Gutzwiller Felix · Ständerat · 2015-06-16
Gutzwiller Felix · Ständerat · Zürich · FDP-Liberale Fraktion · 2015-06-16
Wortprotokoll
Ich habe es in der Einführung schon erwähnt, Kollege Germann hat es jetzt gerade nochmals angesprochen. Es geht hier unter anderem um das Thema Universalität, also um die Frage: Soll man in der Strategie die Überzeugung haben, dass Genf bezüglich der Uno nicht nur Sitz Nummer zwei nach New York bleiben soll, sondern dass wirklich ein Effort unternommen werden soll, sämtliche Länder, die eine ständige Vertretung in New York haben, mit einer solchen auch in Genf anzusiedeln? Das betrifft in der Differenz, wie es schon gesagt wurde, ungefähr zwanzig Länder.
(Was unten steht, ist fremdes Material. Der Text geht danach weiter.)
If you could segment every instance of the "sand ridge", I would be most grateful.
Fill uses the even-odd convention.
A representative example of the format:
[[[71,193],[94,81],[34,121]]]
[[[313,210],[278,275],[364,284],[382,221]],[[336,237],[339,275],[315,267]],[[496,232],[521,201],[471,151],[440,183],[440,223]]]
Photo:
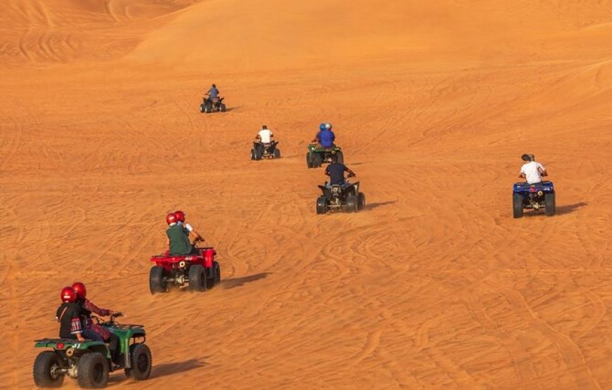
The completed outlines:
[[[152,377],[113,386],[612,388],[610,2],[0,7],[0,386],[80,280],[146,325]],[[324,121],[363,212],[314,214]],[[554,218],[511,218],[525,152]],[[177,208],[224,281],[152,297]]]

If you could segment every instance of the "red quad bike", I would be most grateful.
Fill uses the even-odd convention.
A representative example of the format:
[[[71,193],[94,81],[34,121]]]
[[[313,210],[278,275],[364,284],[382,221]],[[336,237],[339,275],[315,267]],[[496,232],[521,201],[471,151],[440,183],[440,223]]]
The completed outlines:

Wie es Herr Germann gesagt hat, sind es in der Tat kleine Länder, die natürlich auch nicht alle die erforderlichen Mittel haben. Aber Sie kennen das Uno-Prinzip: Es lautet nicht "one man, one vote", sondern "one country, one vote". Diese Länder sind für uns im Rahmen der internationalen Gouvernanz also genauso wichtig, auch wenn sie sehr klein sind. Ich glaube in der Tat, die Schweiz als Gastland und Genf im Speziellen als "Genève internationale" können die Behauptung, der zweite grosse Sitz der Uno und der Völkergemeinschaft zu sein, nicht wirklich aufrechterhalten, wenn es uns nicht gelingt, diese Länder in einem gewissen Sinn an Genf zu binden. Man darf auch die zukünftigen Anstrengungen der neuen "emerging countries" nicht unterschätzen, die einen Teil der internationalen Gouvernanz wollen. Sie werden in einer gewissen Konkurrenz zu uns ebenfalls auf diese Länder zugehen.
Deshalb ist es wirklich wichtig, dass wir diese Lücke schliessen können. Der Geldbedarf ist aus dieser Sicht klar ausgewiesen, und die Kommission empfiehlt Ihnen mit 7 zu 2 Stimmen bei 0 Enthaltungen, hier eben der Mehrheit zuzustimmen und damit die Möglichkeit zu geben, das Prinzip der Universalität auch materiell umzusetzen.